With Onken stepping down, members of the Marshall City Council and city staff have been discussing possible options for hiring a new EDA director. The EDA was the focus of a council work session on Oct. 8. Marshall City Administrator Sharon Hanson said she hopes to bring a slightly updated job description for the EDA director position before the council.

Consensus from the council work session was to hire a new EDA director through the city, Hanson said. It would be a change for the position — currently, the city helps provide EDA services, but the Marshall Area Chamber of Commerce hired the EDA director, Hanson said.

Economic development wasn’t something Onken had initially thought about as a career. She graduated from South Dakota State University in 2012 with degrees in geography and sociology. She became a realtor, and served as real estate development coordinator for the Southwest Minnesota Housing Partnership, before an ad in her hometown newspaper opened up a new path.

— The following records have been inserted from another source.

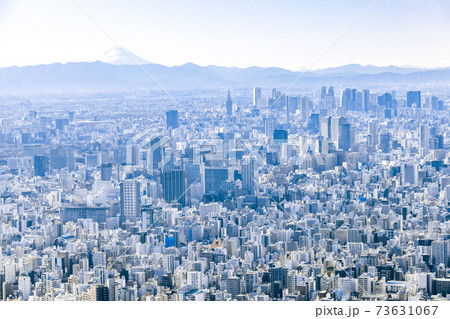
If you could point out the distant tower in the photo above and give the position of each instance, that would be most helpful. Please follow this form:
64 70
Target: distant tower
257 97
130 204
248 173
229 104
174 186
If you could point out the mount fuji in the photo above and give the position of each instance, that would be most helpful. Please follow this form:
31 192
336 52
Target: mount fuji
121 56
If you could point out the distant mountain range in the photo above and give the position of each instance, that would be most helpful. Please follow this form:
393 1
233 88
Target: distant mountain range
117 72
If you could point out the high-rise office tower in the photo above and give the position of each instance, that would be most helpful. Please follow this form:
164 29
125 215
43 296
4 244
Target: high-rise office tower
305 105
172 119
269 126
413 99
323 92
248 173
365 100
439 253
106 172
424 139
385 142
325 127
229 104
257 97
336 123
213 177
292 104
174 186
410 174
61 158
372 139
348 99
130 200
40 165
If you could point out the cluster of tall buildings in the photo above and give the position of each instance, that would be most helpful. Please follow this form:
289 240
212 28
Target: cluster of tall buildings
338 194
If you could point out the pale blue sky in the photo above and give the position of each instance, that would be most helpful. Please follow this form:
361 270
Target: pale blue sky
289 34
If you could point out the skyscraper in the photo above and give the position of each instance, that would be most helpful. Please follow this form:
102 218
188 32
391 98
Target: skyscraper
413 99
40 165
248 173
229 104
172 119
130 200
174 186
257 97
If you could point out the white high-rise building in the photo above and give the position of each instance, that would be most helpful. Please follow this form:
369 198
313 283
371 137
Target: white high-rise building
25 287
130 204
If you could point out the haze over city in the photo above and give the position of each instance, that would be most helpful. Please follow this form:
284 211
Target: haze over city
226 151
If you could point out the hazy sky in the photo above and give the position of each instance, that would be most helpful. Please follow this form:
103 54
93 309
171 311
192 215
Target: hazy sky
289 34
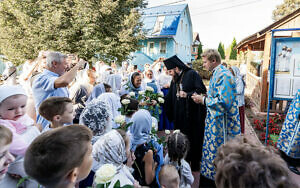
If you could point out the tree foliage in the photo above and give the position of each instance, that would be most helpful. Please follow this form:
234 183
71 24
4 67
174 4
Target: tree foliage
287 7
233 50
200 50
221 50
109 28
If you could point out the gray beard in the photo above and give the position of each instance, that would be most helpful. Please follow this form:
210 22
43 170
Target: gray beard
175 77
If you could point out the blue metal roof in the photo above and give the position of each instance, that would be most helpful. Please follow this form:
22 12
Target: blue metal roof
172 16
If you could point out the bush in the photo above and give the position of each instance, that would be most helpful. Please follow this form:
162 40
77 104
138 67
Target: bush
198 66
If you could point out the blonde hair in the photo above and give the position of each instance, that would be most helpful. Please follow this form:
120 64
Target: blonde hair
169 177
242 164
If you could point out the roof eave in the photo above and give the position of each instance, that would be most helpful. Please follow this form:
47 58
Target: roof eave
267 29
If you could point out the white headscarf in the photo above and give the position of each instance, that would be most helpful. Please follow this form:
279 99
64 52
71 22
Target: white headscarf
114 80
141 128
96 115
113 101
10 90
110 149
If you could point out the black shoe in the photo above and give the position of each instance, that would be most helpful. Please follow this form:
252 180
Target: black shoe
295 170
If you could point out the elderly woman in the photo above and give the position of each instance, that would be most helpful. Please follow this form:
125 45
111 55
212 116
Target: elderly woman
143 145
111 149
97 116
134 84
240 90
289 138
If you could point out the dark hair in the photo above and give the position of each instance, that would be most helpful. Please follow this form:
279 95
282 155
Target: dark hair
5 136
53 154
53 106
106 87
242 164
132 107
134 75
123 135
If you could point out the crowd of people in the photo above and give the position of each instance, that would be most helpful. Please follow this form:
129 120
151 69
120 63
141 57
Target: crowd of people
59 128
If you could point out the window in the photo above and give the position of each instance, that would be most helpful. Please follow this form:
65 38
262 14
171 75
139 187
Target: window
181 25
159 24
150 47
163 47
195 49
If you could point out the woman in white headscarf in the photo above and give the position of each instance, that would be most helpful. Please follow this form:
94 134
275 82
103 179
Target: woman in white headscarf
142 145
240 88
111 149
97 116
113 101
114 80
150 81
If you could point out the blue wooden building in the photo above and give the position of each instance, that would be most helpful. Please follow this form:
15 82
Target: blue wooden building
168 31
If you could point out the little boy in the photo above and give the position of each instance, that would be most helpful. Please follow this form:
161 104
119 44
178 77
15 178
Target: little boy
60 157
169 177
57 110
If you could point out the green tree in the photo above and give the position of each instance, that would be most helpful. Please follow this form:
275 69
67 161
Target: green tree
110 28
287 7
200 50
221 50
233 50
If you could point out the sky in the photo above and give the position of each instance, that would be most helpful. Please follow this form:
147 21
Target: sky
222 20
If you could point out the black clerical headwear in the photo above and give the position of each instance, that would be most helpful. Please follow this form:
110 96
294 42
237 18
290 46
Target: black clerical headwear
174 62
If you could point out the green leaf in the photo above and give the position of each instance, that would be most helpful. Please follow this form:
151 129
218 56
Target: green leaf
100 186
117 184
127 186
94 30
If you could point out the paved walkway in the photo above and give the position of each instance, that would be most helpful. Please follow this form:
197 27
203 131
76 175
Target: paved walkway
251 135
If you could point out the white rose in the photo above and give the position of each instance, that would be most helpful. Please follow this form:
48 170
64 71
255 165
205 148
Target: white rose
131 94
176 131
105 173
120 119
148 88
125 101
161 100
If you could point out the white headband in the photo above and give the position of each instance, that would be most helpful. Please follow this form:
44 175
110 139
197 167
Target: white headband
10 90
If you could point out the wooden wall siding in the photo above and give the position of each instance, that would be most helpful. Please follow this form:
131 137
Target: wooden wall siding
253 88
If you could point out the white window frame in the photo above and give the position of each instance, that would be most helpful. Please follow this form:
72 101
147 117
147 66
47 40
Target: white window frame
149 44
160 47
158 24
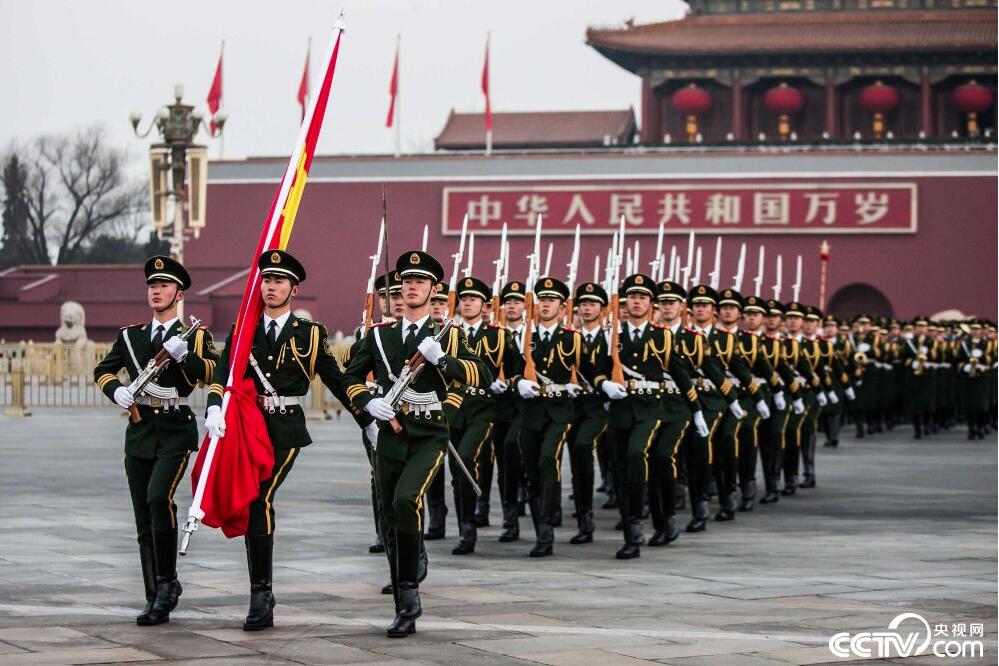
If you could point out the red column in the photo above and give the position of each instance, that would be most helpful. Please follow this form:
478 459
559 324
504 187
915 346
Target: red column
737 112
832 108
926 105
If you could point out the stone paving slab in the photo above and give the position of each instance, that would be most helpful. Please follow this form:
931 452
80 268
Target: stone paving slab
895 525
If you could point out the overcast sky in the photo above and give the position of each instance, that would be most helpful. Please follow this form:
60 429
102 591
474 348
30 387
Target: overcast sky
70 64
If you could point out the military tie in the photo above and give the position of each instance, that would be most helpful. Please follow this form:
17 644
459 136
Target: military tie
411 340
158 339
272 333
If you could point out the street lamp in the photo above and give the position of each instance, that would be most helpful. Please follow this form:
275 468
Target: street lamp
178 170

Onken responded to an advertisement in the Balaton newspaper, calling for members to join the Balaton EDA board. She wound up becoming a board member, and then things started moving fairly quickly. Onken became the Balaton EDA executive director in 2015. Later that same year, Onken was hired to provide EDA services to the city of Tracy. Starting in 2017, she began working for the Marshall EDA.

“Looking back, it’s clear it was a good fit,” Onken said. Economic development was “the perfect cross” of helping people and real estate planning, she said. “I’ve always looked for ways to be a good steward of the community.”

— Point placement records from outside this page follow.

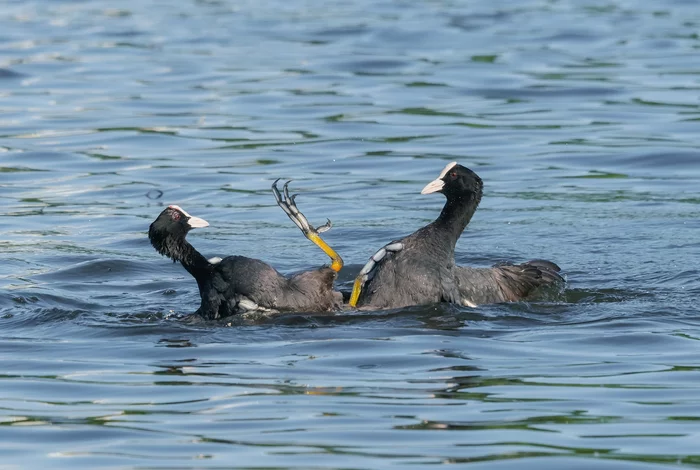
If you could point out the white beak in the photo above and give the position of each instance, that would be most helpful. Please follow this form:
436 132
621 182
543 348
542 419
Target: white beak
433 187
196 222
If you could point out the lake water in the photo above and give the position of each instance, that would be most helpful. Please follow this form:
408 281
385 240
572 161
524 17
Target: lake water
581 117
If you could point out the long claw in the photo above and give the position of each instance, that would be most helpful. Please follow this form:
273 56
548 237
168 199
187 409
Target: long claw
288 204
367 271
325 227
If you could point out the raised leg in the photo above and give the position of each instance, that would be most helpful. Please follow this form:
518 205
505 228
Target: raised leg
288 205
367 270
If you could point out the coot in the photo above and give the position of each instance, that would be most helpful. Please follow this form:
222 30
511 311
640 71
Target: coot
420 268
237 284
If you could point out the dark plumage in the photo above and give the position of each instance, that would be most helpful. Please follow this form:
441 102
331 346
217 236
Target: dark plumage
236 284
420 268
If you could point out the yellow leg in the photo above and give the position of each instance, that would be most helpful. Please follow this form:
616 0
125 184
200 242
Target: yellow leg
356 289
336 260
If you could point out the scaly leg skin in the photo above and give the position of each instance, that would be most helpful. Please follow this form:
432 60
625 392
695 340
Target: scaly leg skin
289 207
367 270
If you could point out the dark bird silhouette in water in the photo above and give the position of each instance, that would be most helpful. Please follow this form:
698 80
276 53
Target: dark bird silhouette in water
420 268
237 284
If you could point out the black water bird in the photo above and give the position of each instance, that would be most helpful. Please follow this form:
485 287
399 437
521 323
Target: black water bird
236 284
420 268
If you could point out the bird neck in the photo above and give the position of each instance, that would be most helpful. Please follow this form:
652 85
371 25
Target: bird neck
456 214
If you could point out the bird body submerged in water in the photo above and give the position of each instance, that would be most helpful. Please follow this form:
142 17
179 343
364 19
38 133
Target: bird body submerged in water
236 284
420 268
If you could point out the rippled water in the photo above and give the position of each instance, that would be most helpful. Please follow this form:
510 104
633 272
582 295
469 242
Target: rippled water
582 118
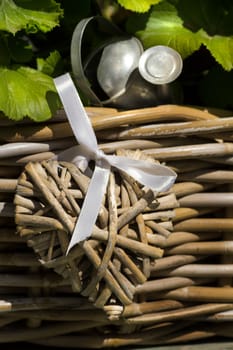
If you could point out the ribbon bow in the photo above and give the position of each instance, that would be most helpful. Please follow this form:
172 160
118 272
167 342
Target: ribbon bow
154 176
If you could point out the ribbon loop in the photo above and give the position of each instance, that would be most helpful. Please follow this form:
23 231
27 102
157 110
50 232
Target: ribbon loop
155 176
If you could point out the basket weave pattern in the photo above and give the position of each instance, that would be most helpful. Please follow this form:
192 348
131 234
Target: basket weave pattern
188 278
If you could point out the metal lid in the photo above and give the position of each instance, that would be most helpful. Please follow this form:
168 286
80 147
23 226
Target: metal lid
160 64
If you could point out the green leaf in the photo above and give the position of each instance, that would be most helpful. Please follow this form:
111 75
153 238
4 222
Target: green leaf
14 18
221 48
138 6
165 27
51 64
20 48
27 92
5 55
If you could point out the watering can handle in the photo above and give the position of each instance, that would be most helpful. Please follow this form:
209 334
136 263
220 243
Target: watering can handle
76 55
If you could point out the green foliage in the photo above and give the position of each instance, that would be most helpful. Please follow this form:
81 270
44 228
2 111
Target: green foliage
169 25
138 6
35 39
14 18
27 92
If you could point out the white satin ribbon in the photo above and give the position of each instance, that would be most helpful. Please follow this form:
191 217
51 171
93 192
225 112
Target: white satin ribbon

During the first part of Onken’s time with the Marshall EDA, she worked with former Marshall Area Chamber of Commerce and EDA director Cal Brink. The experience was good preparation, before Brink stepped down from the EDA in 2018, and Onken became the sole EDA director in Marshall. However, she said, she was still part of a team — and teamwork was a crucial part of encouraging new business and economic development in town.

Marshall has been the site of some big development projects in the past couple of years, including expansions of local businesses and industries like Action TrackChair, Marshall Machine Shop, and Harrison Trucking. New retail stores like the Ashley HomeStore and Hobby Lobby have opened, and new housing like the Nexus apartment complex on Legion Field Road opened this fall as well.

Those development projects meant a lot of different behind-the-scenes work, Onken said, but she was proud to be able to help connect businesses to development opportunities in Marshall. In the case of Nexus, she said, “That was an identified need in the community,” for more housing options.

Working with businesspeople, developers and community members has also been a rewarding experience, she said.

“The people I work with, they become like good friends,” Onken said.

Some development projects Onken worked with had their share of controversy, however. In 2018, the developers’ request for Tax Increment Financing to help build what would become the Nexus apartments on Legion Field Road drew objections from other property managers in Marshall.

Trying to balance the needs of businesses and community members was part of her job, Onken said.

“It makes it challenging and unique,” she said.

“On all projects, there is always going to be opposition, no matter what,” she said. Having good communication with the community can help. “We try to have conversations early and often,” while still respecting developers’ needs, Onken said.

There are still some big development projects, like a proposed mixed-use building on Block 11 of Marshall’s downtown, that aren’t finished yet. But she said she knows the proposal, and the EDA’s mission, will be in good hands.

“I think people will keep the momentum going,” she said.